The roadmap to sleaze

Right from the start, Joseph Muscat reengineered the Labour Party to serve him

Joseph Muscat’s meteoric rise to power in 2013 was wrapped in reformist language. But beneath the polished image lay a different reality, one that reveals he was not interested in building a better Malta but in constructing a political machine fuelled by loyalty, secrecy and a circle of corruption. Far from championing good governance, Muscat built a roadmap for control and self-enrichment, cloaked in the branding of renewal.

From the moment he became Labour leader in 2008, Muscat had begun reengineering the Malta Labour Party to serve as a vehicle for his ambitions. He discarded the old socialist branding, redesigned the party’s identity and recast himself as “moderate” and “modern European”, a far cry from the populist, anti-EU firebrand he had been just years earlier.

The erasure of his past, including the erasure of recordings of his infamous Made in Brussels TV series on Super One TV, in which he had used populist rhetoric and other scare tactics to oppose EU membership, was a deliberate rewrite of his public persona. The public’s short-term memory served him well because most accepted his shallow makeover. He managed to sell what he himself had depicted as black as now being white.

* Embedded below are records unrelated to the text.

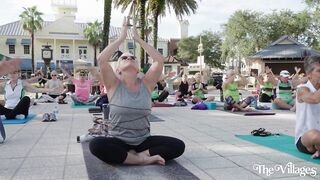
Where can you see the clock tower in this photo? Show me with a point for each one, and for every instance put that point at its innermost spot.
(46, 53)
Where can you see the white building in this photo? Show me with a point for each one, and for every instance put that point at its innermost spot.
(64, 36)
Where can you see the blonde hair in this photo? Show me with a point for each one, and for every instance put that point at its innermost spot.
(127, 54)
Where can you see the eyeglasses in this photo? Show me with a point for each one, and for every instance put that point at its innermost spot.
(126, 58)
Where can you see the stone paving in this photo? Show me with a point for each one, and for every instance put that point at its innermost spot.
(48, 150)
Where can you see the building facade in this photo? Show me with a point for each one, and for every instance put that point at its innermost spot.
(65, 37)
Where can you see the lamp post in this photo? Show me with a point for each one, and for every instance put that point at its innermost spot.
(47, 57)
(200, 51)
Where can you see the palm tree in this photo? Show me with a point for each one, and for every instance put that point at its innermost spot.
(141, 4)
(106, 22)
(158, 8)
(31, 22)
(94, 32)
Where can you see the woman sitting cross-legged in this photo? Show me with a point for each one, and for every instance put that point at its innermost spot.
(57, 84)
(198, 90)
(307, 133)
(130, 141)
(16, 102)
(83, 88)
(232, 95)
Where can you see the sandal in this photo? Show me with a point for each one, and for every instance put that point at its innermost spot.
(53, 117)
(260, 132)
(45, 117)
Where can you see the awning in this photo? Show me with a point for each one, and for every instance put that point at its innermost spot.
(25, 41)
(66, 64)
(26, 64)
(3, 57)
(11, 41)
(130, 45)
(42, 65)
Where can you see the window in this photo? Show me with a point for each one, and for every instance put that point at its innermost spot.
(130, 45)
(65, 52)
(167, 69)
(12, 49)
(26, 49)
(160, 51)
(83, 52)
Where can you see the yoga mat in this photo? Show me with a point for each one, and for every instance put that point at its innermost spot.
(2, 132)
(250, 113)
(18, 121)
(82, 105)
(97, 169)
(282, 143)
(258, 113)
(153, 118)
(162, 105)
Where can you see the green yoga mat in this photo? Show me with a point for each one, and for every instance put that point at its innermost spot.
(19, 121)
(282, 143)
(82, 106)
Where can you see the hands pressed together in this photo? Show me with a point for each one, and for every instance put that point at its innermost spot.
(125, 28)
(10, 66)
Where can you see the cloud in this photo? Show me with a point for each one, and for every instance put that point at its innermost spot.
(210, 15)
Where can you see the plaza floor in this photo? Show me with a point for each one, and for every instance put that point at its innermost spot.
(42, 150)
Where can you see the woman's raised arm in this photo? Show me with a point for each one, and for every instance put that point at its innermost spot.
(108, 76)
(153, 74)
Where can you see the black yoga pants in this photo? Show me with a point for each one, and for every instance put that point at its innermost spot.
(114, 151)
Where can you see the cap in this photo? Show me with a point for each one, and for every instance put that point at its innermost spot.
(284, 73)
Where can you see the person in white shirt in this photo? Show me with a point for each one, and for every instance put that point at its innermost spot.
(307, 131)
(54, 82)
(16, 102)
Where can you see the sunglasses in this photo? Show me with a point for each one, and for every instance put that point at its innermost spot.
(126, 58)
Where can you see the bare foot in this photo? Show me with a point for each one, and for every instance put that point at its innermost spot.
(293, 109)
(146, 159)
(315, 155)
(234, 109)
(248, 109)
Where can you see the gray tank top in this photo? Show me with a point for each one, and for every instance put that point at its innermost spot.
(129, 114)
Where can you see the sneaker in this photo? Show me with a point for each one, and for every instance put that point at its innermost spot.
(20, 116)
(53, 117)
(62, 102)
(45, 117)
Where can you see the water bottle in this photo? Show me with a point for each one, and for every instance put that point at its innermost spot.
(56, 110)
(254, 102)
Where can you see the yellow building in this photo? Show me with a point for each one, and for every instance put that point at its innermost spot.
(64, 36)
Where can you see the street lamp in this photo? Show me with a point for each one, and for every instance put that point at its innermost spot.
(200, 51)
(47, 57)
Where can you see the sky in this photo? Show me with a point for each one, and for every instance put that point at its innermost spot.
(210, 15)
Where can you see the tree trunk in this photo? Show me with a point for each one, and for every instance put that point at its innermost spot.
(155, 29)
(106, 22)
(32, 51)
(95, 56)
(142, 25)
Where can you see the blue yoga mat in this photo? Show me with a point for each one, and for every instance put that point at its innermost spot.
(18, 121)
(282, 143)
(82, 106)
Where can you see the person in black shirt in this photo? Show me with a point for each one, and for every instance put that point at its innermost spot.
(184, 91)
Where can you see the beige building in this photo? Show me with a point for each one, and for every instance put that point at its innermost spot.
(64, 36)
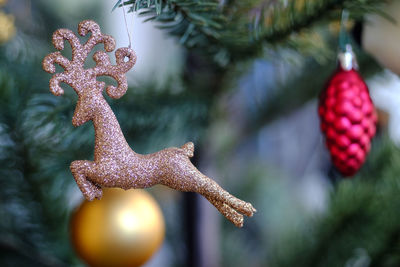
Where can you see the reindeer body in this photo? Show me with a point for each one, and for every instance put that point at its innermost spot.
(115, 163)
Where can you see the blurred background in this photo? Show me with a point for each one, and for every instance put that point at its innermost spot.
(240, 79)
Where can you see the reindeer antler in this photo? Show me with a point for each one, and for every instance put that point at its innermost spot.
(74, 68)
(104, 68)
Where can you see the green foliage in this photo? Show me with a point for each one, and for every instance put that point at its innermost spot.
(361, 225)
(240, 30)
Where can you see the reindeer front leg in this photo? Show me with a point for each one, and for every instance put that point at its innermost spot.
(81, 169)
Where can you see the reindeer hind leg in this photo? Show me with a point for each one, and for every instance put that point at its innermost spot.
(210, 189)
(80, 170)
(229, 213)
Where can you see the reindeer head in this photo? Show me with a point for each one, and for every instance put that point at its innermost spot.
(82, 80)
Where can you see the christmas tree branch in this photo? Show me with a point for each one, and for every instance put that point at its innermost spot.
(240, 30)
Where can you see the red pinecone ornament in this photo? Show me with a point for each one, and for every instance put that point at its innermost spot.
(348, 120)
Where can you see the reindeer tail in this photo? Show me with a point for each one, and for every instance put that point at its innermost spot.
(188, 149)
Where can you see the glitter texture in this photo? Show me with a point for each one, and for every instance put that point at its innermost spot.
(115, 163)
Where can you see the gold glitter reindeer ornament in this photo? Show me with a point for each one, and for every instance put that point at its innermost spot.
(115, 163)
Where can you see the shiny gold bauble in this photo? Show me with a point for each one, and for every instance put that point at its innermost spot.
(123, 229)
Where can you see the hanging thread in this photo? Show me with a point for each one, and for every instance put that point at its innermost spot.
(126, 24)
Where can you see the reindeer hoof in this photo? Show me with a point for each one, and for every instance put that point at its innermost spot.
(188, 149)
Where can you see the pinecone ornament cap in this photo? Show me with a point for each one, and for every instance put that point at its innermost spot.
(348, 119)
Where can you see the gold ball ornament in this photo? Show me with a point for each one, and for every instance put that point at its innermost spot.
(123, 229)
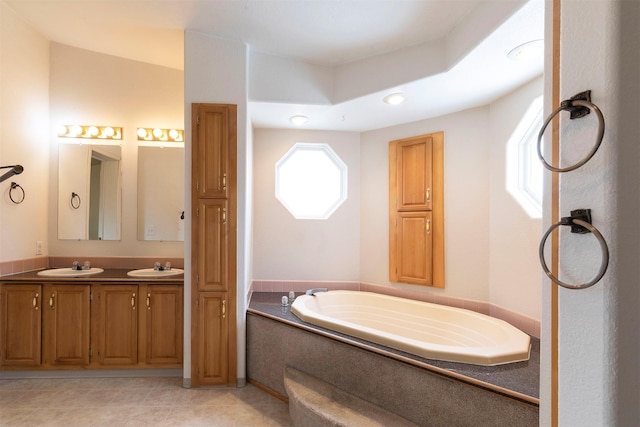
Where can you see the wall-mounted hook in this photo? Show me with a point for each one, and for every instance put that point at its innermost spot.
(75, 200)
(13, 187)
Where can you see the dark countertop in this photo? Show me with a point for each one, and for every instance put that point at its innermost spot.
(520, 379)
(108, 275)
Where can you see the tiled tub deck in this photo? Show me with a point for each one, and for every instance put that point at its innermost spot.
(427, 392)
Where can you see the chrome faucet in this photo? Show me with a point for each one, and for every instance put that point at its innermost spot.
(313, 291)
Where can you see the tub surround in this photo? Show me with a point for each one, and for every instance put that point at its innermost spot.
(518, 380)
(423, 391)
(526, 324)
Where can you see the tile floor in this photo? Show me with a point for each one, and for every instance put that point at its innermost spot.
(134, 402)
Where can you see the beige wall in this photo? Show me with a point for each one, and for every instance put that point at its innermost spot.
(286, 248)
(490, 241)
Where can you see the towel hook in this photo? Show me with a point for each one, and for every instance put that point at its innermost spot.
(579, 106)
(580, 222)
(15, 185)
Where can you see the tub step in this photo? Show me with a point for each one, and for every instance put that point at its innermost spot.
(315, 403)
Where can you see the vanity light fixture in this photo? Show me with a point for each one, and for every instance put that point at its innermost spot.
(158, 134)
(91, 132)
(527, 51)
(394, 98)
(299, 120)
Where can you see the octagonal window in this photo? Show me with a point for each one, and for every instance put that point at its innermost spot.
(524, 169)
(311, 181)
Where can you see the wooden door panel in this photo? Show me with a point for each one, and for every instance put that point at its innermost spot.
(212, 245)
(66, 324)
(164, 324)
(117, 319)
(414, 174)
(20, 336)
(414, 247)
(213, 337)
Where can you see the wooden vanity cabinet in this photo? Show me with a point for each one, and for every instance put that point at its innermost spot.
(53, 334)
(115, 320)
(65, 324)
(161, 322)
(21, 325)
(91, 325)
(138, 325)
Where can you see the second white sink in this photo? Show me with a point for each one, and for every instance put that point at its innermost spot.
(69, 272)
(151, 273)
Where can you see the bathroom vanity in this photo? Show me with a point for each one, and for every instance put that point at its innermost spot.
(104, 321)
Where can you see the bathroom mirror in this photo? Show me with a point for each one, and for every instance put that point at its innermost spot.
(161, 193)
(89, 192)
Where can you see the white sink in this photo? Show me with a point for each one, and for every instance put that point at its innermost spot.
(69, 272)
(151, 273)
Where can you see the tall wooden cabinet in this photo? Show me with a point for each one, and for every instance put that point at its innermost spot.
(416, 210)
(214, 230)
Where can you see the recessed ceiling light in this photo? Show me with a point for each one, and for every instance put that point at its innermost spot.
(527, 51)
(298, 120)
(394, 98)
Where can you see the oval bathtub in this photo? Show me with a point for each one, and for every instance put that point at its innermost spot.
(428, 330)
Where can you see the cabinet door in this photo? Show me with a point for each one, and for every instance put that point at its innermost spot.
(215, 127)
(414, 169)
(163, 324)
(65, 324)
(212, 245)
(117, 324)
(20, 335)
(413, 251)
(212, 363)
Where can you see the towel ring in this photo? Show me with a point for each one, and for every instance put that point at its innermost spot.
(75, 204)
(571, 105)
(13, 187)
(603, 246)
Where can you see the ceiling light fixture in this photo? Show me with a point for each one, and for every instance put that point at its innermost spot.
(527, 51)
(394, 98)
(298, 120)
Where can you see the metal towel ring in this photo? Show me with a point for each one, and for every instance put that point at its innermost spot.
(15, 185)
(570, 105)
(603, 246)
(75, 204)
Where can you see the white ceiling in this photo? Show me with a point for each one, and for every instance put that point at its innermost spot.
(474, 37)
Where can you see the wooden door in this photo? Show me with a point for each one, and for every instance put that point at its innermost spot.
(416, 203)
(66, 324)
(414, 246)
(212, 245)
(213, 336)
(116, 317)
(214, 237)
(414, 171)
(215, 127)
(163, 324)
(20, 335)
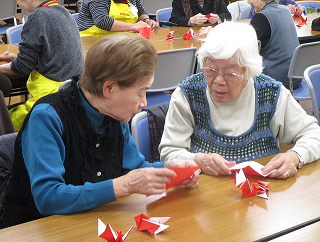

Behind the scenes, Muscat was laying the groundwork for something else entirely. Well before 2013, he had begun meeting privately with business interests, using his growing influence, and Lawrence Gonzi’s looming defeat, to secure support and funding. In these back-room conversations, Muscat presented himself as a prime minister-in-waiting who was open for business and willing to make deals. The ‘fourth floor’ at Labour headquarters became the epicentre of informal meetings, where promises were made and expectations were set.

Once in power, the agenda became clear: reward loyalty, suppress dissent and manipulate institutions. Muscat’s government immediately took actions that raised eyebrows, and rightly so. Early on, he claimed a €7,000 yearly allowance for using his personal car for official duties, a scheme meant for senior civil servants. This small but telling act signalled that perks came first, integrity came second. A far cry indeed from his crying wolf over the salary increase to Gonzi’s ministers!

The sleaze would escalate quickly, from pennies to pounds to more. Take the Café Premier scandal, for example. The government, with Muscat’s personal involvement, paid €4.2 million of public funds to buy back a property from a business with outstanding debts. The deal included a €210,000 ‘brokerage fee’ for the owners, despite their failure to pay rent. The National Audit Office later condemned the process as opaque, poorly governed and unjustified.

Yet, no one was ever held accountable and the whole issue was swept under the carpets of Castille. Then there was the Gaffarena affair: a series of land deals so blatantly corrupt that they stunned even the most jaded observers. In mere weeks, a politically connected businessman acquired strategic property, sold it back to the government for more than 10 times the price and walked away with land and cash worth millions. This too happened on Muscat’s watch and with the blessing of his appointees.

Once in power, the agenda became clear: reward loyalty, suppress dissent and manipulate institutions- Eddie Aquilina

These were not isolated incidents. They were early indicators of a government designed not for service but for extraction. Even as these scandals mounted, Muscat’s propaganda machine kept spinning the tale of reform. Slick messaging and tightly controlled public appearances reinforced the illusion that his administration was progressive and clean. The slogan Malta Tagħna Lkoll was repeated, masking a reality in which access to power and opportunity was increasingly limited to the well-connected. Any criticism was labelled as negative and the exposure of corruption was branded as extremist.

Meanwhile, Muscat courted Malta’s liberal and progressive communities, posing as a liberal reformer. Yet, this, too, was part of the deception. Those few who remembered his anti-EU rhetoric from the early 2000s linking EU membership to abortion and immigration watched in stunned silence as he recast himself as a liberal icon. His past was not just forgotten; it had been erased, like the Made in Brussels tapes, history was sanitised in Orwellian fashion. His machine operated on the 1984 notion that “Who controls the past controls the future: who controls the present controls the past”. It had managed to destroy the very idea of an objective truth, leaving only what it declared as being real at any given moment.

By the time the Panama Papers hit in 2016, exposing the secret offshore dealings of his closest allies, it was clear that the rot ran deep.

Konrad Mizzi, Muscat’s right-hand man, and Keith Schembri, his chief of staff, were revealed to have opened companies in Panama just after the 2013 election.

These revelations didn’t break the machine, at least not immediately. Muscat circled the wagons, defended his allies and painted critics as enemies. But the damage had been done.

The roadmap that brought him to power was not paved with ideals but with favours and secrets.

The most tragic element in all of this was that Maltese voters were not just misled; they were duped into thinking they saw a new dawn.

In reality, they were watching the birth of a system designed to entrench power, protect the corrupt and feed off public trust. The myth was echoed in the song sung at Labour gatherings – Sebaħ jum, telgħet xemx, Joseph tagħna bħalu m’hemmx. A cult, albeit not anymore with the numbers that had elected him, was born. 

This was no accident. It had been the plan all along.